WingShooting

Wing Shooting Drills (3PT + Pull-Up)

Wings live or die by their three-point shooting. These drills build the four shots a modern wing needs: catch-and-shoot off kick-outs, pull-up off the dribble, relocation threes from drive-and-kick, and the corner three under closeout pressure.

Who this is for

Built for wings/small forwards who want to become 3-and-D credible at the NBA level. The drills assume solid shooting mechanics; rebuild form first if your shot is fundamentally broken.

Core principles

Three principles for wing shooting. First, corner threes are higher-value than wing threes — train both, but never undervalue the corner. Second, the catch-and-shoot has to release in 0.5 seconds — slower release invites contests. Third, balance through contact is the wing-specific skill; train every shot with a defender bumping the shoulder.

The Drills

Five drills, run in sequence. Estimated total time: 36 minutes.

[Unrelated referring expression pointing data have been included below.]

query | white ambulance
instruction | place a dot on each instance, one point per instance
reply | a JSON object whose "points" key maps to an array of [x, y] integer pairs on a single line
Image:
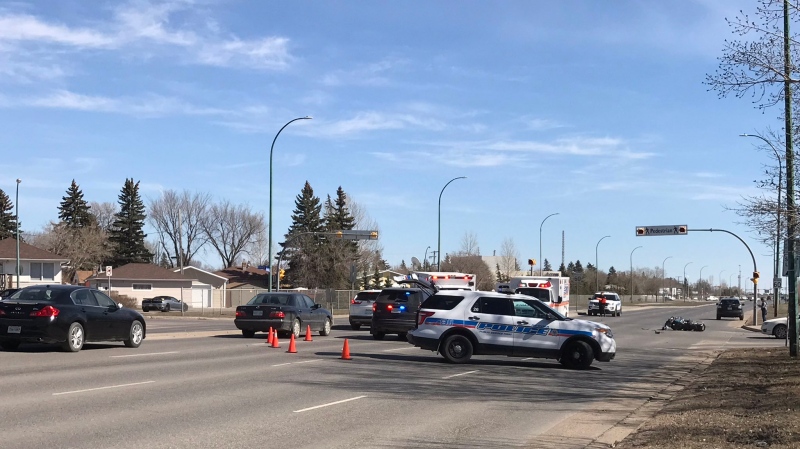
{"points": [[552, 281], [444, 280]]}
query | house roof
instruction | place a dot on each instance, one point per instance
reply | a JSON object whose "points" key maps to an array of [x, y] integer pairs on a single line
{"points": [[143, 271], [8, 251]]}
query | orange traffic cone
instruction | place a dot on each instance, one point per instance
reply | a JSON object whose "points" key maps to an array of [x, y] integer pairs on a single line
{"points": [[275, 343], [346, 350]]}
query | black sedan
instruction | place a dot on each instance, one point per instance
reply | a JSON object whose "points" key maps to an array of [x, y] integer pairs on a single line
{"points": [[68, 315], [287, 313], [164, 304]]}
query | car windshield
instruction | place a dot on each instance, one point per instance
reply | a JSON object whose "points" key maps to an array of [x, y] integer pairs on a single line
{"points": [[266, 298]]}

1. Five-Spot Catch-and-Shoot

Duration: 8 minutes

Setup: 5 spots around the arc: both corners, both wings, top of the key. A passer at the elbow.

Steps

  1. Sprint from corner to corner.
  2. 5 makes at each spot before moving.
  3. Track shooting percentage by spot.
  4. Repeat the full sequence 2 times.

Coaching points

  • Feet square on the catch, not during the rise.
  • Eyes find the rim on the gather.
  • Track corner vs wing percentage — corner should be 5% higher.

2. Pull-Up Off the Drive

Duration: 6 minutes

Setup: Drive from the wing to the elbow at full speed.

Steps

  1. Take 2-3 hard dribbles toward the rim.
  2. Pull up at the elbow.
  3. Reset. 20 reps. Alternate sides.

Coaching points

  • The pull-up rises from the gather, not from a separate stop.
  • Square the feet during the gather, not after.
  • Eyes on the rim through the motion.

3. Relocation Threes

Duration: 5 minutes

Setup: Stand at the wing. A partner drives from the top.

Steps

  1. As partner drives, relocate to a new spot.
  2. Catch the kick-out pass on the move.
  3. Plant inside foot, square, release.
  4. Reset. 15 reps.

Coaching points

  • Relocate to where help vacates, not where you started.
  • Plant on the catch, not during the rise.
  • Catch in shot pocket — no dipping below the chest.

4. Corner Three Under Closeout

Duration: 5 minutes

Setup: Stand in the corner. A defender closes out hard.

Steps

  1. Receive the pass.
  2. Read the closeout — high hand or low hand.
  3. If high hand, drive baseline for a pull-up at 8 feet.
  4. If low hand, shoot through the contest.
  5. Repeat 15 times.

Coaching points

  • Don't pump-fake unless closeout is unbalanced.
  • Corner three release point is identical to the wing three — train sameness.
  • Form does not change under contact.

5. Fatigue Shooting — 100 Threes

Duration: 12 minutes

Setup: Full court. Ball, rim, timer.

Steps

  1. Sprint baseline to baseline.
  2. 5 threes from a single spot.
  3. Sprint again.
  4. 5 more from a different spot. Continue until 100.
  5. Goal: 38+ makes. Top tier: 45 makes.

Coaching points

  • Mechanics will break — that's the test.
  • Don't shortcut sprints.
  • Track weekly. Visible improvement within 4 weeks.

Weekly progression plan

Run this routine 5 days a week. Mondays, Wednesdays, Fridays: drills 1-3 (catch-and-shoot variations). Tuesdays, Thursdays: drills 4-5 (corner three + fatigue). The fatigue drill is once a week. Track shooting percentages on each drill weekly and the corner-vs-wing gap quarterly.

Frequently Asked Questions

What is the most important shot for a wing?

The corner three. League-wide, corners are the most-valuable three-point shot in basketball — closer to the rim, easier to space, and harder for help defense to rotate to. Master the corner first.

How many shots should wings take per day?

400-600 game-speed shots daily produces sustained improvement. Quality matters more than volume — track makes-per-100 attempts, not raw attempts.

How long does it take to become a 38% three-point shooter as a wing?

For most players with sound mechanics, 12-18 months of disciplined daily work. Players starting from poor form need 18-30 months. The key variables: daily rep volume, mechanical consistency, and shot diet (high-quality looks vs forced ones).

Should wings shoot pull-ups or focus on catch-and-shoot?

Catch-and-shoot first; pull-up second. Modern wings live on catch-and-shoot off kick-outs and screens. The pull-up is a counter, not a primary shot. Build the catch-and-shoot to volume, then layer in the pull-up.